Mapping multi-way interactions

Multi-way interactions were also constructed from PPC and PPC by finding a DAG among more than 2 peaks. We first used only confident causal interactions with PPC>0.5, then found the most likely parent for each peak, and finally solve the cyclic graphs by discarding an interaction with the lowest PPC. See Section 3.6 of Supplementary Note for details.

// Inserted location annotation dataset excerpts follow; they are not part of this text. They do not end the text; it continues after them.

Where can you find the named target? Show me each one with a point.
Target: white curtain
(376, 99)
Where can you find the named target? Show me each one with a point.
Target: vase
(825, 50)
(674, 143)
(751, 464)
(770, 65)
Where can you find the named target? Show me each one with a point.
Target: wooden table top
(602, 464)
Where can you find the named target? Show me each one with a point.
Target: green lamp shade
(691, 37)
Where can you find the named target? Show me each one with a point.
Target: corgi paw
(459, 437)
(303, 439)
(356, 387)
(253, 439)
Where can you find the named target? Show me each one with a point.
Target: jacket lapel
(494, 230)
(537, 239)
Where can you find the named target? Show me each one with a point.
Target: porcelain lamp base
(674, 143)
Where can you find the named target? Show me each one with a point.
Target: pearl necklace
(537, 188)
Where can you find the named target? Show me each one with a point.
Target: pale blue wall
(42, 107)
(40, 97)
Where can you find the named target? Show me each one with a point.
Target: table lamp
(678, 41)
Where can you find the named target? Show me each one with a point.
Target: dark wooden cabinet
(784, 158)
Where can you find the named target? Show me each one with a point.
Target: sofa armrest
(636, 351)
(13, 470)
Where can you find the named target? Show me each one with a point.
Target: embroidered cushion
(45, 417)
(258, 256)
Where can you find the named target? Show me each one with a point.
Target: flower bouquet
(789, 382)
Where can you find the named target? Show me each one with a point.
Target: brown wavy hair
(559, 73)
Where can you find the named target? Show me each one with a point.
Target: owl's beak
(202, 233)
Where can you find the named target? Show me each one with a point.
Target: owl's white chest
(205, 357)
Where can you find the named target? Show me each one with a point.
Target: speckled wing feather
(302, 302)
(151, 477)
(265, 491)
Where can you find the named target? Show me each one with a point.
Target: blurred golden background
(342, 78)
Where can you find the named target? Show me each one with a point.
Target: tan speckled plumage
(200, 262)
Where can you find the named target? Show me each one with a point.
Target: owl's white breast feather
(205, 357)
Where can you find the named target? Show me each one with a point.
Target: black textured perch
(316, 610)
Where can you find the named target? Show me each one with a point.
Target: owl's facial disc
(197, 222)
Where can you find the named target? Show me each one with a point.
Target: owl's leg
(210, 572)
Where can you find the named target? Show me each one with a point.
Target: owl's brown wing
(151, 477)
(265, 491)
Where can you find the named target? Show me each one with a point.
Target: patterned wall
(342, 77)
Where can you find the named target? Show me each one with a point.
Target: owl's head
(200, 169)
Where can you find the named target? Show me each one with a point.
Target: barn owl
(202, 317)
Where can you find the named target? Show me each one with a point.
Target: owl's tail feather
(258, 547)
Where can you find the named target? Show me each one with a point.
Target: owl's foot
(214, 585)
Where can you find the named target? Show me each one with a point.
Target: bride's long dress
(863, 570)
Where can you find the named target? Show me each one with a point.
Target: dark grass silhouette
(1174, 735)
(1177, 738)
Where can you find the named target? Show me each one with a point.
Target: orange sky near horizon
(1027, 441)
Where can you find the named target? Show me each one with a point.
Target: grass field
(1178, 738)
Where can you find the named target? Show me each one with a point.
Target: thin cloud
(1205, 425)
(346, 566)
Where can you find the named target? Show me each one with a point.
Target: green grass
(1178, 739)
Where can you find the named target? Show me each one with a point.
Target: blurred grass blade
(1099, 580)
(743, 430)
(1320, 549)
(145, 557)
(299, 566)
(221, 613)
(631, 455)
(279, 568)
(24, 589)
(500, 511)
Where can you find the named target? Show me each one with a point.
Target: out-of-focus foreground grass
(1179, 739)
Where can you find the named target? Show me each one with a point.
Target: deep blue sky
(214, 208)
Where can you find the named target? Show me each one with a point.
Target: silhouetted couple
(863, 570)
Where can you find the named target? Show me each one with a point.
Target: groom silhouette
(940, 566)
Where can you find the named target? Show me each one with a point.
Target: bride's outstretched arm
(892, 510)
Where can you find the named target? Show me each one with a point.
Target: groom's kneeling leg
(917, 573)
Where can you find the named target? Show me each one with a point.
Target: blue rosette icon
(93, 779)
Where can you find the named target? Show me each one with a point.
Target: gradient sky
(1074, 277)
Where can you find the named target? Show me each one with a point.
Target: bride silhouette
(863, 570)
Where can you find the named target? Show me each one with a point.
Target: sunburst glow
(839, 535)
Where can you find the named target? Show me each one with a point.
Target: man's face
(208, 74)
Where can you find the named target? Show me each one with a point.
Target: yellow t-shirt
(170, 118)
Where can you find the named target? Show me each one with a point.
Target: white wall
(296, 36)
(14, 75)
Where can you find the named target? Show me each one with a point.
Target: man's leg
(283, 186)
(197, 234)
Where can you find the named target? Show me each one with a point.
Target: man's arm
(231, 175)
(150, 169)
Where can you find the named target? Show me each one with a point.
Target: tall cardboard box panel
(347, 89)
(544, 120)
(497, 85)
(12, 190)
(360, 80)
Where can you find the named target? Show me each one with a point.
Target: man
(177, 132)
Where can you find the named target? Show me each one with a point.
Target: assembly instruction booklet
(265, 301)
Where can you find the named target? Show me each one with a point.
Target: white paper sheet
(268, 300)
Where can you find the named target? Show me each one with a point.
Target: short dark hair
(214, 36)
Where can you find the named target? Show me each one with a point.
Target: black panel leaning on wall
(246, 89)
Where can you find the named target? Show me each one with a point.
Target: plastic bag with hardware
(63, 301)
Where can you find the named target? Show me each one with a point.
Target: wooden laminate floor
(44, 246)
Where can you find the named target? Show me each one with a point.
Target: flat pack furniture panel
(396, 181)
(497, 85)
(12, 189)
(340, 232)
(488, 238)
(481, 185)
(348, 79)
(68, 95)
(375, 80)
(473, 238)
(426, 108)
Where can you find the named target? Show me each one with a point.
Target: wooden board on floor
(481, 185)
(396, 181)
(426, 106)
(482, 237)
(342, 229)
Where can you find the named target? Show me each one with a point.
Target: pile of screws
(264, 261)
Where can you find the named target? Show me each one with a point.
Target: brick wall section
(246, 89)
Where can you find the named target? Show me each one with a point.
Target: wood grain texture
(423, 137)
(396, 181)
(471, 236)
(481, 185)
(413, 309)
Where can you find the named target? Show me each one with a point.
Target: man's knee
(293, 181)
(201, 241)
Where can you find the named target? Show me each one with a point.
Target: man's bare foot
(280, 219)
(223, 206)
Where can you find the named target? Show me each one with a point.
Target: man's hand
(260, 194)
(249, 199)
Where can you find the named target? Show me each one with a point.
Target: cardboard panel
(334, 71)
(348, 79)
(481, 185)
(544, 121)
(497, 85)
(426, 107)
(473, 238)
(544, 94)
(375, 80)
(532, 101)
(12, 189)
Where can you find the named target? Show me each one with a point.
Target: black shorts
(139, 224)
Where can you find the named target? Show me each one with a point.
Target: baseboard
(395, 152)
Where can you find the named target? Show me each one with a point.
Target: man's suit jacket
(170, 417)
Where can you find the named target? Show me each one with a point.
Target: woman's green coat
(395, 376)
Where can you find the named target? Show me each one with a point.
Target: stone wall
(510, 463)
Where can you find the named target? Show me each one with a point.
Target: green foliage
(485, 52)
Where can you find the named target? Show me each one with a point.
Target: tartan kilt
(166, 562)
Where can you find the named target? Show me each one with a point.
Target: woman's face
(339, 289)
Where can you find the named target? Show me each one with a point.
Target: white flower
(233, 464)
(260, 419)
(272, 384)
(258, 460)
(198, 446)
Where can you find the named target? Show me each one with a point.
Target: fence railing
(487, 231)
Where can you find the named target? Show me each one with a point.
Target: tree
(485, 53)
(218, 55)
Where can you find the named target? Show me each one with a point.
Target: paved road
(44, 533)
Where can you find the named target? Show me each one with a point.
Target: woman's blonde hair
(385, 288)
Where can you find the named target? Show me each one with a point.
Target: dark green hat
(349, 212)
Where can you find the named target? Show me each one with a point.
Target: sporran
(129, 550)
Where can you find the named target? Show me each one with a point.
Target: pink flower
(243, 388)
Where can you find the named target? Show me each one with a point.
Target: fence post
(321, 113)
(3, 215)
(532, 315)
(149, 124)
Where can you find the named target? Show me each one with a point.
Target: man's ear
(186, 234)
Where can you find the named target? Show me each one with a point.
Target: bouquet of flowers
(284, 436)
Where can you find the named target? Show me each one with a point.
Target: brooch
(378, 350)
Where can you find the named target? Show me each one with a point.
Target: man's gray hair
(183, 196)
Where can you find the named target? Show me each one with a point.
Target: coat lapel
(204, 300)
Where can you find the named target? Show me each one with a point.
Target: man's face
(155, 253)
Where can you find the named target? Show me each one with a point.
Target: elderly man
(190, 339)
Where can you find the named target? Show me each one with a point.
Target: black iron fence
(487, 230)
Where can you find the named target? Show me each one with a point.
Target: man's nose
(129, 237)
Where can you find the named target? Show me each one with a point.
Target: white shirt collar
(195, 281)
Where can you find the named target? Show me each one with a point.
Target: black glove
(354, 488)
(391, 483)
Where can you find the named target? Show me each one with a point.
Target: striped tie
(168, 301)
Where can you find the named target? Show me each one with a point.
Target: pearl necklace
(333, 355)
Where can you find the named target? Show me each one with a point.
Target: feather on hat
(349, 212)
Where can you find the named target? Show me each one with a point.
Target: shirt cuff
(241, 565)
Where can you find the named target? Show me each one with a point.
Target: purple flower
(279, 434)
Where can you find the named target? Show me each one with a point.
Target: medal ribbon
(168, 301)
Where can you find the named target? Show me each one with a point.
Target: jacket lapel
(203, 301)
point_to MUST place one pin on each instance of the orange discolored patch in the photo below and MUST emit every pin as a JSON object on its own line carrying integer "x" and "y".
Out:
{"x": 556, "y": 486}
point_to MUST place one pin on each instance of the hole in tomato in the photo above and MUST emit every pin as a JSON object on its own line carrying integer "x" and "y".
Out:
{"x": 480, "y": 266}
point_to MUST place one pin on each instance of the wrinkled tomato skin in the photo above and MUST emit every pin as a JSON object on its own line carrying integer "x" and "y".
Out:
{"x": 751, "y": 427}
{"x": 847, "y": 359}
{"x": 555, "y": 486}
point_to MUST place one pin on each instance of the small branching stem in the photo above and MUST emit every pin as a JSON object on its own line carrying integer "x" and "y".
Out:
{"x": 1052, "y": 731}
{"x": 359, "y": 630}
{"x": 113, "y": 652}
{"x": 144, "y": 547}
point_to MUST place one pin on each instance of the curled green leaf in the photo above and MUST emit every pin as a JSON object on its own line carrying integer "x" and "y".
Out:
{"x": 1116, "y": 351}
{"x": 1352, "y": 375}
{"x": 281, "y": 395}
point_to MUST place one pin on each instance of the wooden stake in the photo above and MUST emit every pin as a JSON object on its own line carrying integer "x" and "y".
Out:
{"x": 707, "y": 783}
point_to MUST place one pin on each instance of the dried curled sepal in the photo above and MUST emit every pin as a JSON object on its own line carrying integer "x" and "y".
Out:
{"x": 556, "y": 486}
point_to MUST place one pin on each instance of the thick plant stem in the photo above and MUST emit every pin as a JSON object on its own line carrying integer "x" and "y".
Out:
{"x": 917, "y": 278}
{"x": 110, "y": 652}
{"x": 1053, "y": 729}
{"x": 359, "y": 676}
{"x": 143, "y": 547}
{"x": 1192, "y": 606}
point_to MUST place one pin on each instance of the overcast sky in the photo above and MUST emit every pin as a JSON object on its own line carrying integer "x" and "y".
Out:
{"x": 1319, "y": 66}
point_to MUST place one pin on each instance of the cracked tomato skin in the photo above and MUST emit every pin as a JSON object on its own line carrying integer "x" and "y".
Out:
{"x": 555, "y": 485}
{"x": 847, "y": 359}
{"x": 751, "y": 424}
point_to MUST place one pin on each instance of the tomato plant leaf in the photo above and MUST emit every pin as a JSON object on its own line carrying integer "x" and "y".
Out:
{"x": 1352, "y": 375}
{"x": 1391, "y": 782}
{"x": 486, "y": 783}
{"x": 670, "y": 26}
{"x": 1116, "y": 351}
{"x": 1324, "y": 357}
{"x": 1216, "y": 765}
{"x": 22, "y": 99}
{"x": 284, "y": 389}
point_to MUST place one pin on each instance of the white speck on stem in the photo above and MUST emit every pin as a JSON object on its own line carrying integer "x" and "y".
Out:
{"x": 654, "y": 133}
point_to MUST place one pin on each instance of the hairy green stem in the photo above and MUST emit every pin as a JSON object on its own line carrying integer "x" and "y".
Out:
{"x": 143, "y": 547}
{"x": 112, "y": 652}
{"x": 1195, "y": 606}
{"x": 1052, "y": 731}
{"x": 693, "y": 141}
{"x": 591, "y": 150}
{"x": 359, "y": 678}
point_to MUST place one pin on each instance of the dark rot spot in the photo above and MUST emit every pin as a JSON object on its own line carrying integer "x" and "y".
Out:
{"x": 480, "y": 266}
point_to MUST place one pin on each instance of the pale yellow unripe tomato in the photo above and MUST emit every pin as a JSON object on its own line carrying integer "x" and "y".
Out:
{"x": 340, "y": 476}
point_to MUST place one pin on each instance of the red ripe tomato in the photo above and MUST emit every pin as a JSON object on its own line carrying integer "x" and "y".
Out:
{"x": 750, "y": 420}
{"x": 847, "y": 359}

Detection of lead caQTL variant

Within each cis-regulatory window (500Kb on either side of a peak), we calculated a posterior probability of each variant being the causal caQTL and obtained the maximum a posteriori variant as the lead variant. We used the pairwise likelihood to solve the problem that multiple caQTL variants are associated with chromatin accessibility due to strong linkage disequilibrium. The central assumption here is that variants predicted by our model to be upstream in the regulatory cascade are more likely to be causal. See Section 3.7 in Supplementary Note for details.

Effect size calculation

For j-k peak pairs, we identified single lead variants under the hypothesis of causality or pleiotropy and two causal variants for the linkage hypothesis based on the variant-level posterior probability (see Section 3.8, Supplementary Note for more detail). We computed effect sizes of the lead variant(s) against the two peaks (j and k) using simple linear regression. Under the linkage hypothesis, if the genotypes of the two causal variants were negatively correlated (LD index r<0), the effect size of peak k was multiplied by -1 to align the effect direction.

Probability of Master regulator

We defined the master regulatory peak as a peak with more than one interacting downstream peak and no interacting upstream peaks. We computed the product of the following two posterior probabilities: the probability that the peak regulates at least one other peak in the cis-window, and the probability the peak is not regulated by any other peak within the cis-window, which we referred to as the probability of being master regulator (PMR). See Section 3.9 of Supplementary Note for details.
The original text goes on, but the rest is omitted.